Library to generate quicklooks and data quality checks on Helikite campaigns

These details have not been verified by PyPI

Project description

helikite-data-processing

This library supports Helikite campaigns by unifying field-collected data, generating quicklooks, and performing quality control on instrument recordings. It is now available on PyPI, can be used via a command‐line interface (CLI), and also runs in Docker containers if needed.

Getting Started
Using the Library
Cleaner
Documentation & Examples
Command-line Usage
Development
1. The Instrument class
2. Adding more instruments
Configuration
1. Application constants
2. Runtime configuration

Getting Started

Pip Installation

Helikite is published on PyPI. To install it via pip, run:

pip install helikite-data-processing

After installation, the CLI is available as a system command:

helikite --help

Docker

Note: Docker usage is now optional. For most users, installing via pip is the recommended approach.

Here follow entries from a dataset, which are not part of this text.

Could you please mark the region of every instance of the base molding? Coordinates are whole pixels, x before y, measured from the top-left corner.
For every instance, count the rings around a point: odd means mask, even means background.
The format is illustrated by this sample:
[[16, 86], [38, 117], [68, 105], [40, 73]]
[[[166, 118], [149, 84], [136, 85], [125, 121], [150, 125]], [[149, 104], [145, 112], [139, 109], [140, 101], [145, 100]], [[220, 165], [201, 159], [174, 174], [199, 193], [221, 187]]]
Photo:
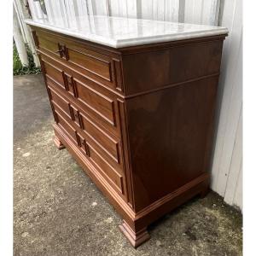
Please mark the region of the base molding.
[[147, 230], [147, 227], [140, 230], [139, 231], [135, 232], [124, 220], [123, 224], [119, 226], [120, 230], [129, 240], [131, 244], [136, 248], [140, 246], [144, 241], [148, 241], [150, 238], [150, 236]]
[[54, 143], [59, 150], [65, 148], [65, 146], [62, 144], [62, 143], [60, 141], [60, 139], [55, 135], [54, 137]]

Building and Running with Docker

Build the Docker image:
```
docker build -t helikite .
```

Generate project folders and create the configuration file:

docker run \
    -v ./inputs:/app/inputs \
    -v ./outputs:/app/outputs \
    helikite:latest generate_config

Preprocess the configuration file:

docker run \
    -v ./inputs:/app/inputs \
    -v ./outputs:/app/outputs \
    helikite:latest preprocess

Process data and generate plots:

docker run \
    -v ./inputs:/app/inputs \
    -v ./outputs:/app/outputs \
    helikite:latest

You can also use the pre-built image from GitHub Packages:

docker run \
   -v ./inputs:/app/inputs \
   -v ./outputs:/app/outputs \
   ghcr.io/eerl-epfl/helikite-data-processing:latest generate_config

Makefile

The Makefile provides simple commands for common tasks:

make build             # Build the Docker image
make generate_config   # Generate the configuration file in the inputs folder
make preprocess        # Preprocess data and update the configuration file
make process           # Process data and generate plots (output goes into a timestamped folder)

Using the Library

Helikite can be used both as a standalone CLI tool and as an importable Python package. For non-programmers, the CLI is the simplest way to use the library. For programmers, the library can be imported and used in your own scripts:

import helikite
from helikite.processing import preprocess, sorting
from helikite.constants import constants

# For example, to generate a configuration file programmatically:
preprocess.generate_config()

A complete list of available functions and modules is documented on the auto-published documentation site.

Cleaner

The cleaner module is designed to tidy up output folders generated by the application. For instructions on how to use it, refer to the Level 0 notebook.

Documentation & Examples

For full API documentation, usage examples, and tutorials, please visit the Helikite Data Processing Documentation.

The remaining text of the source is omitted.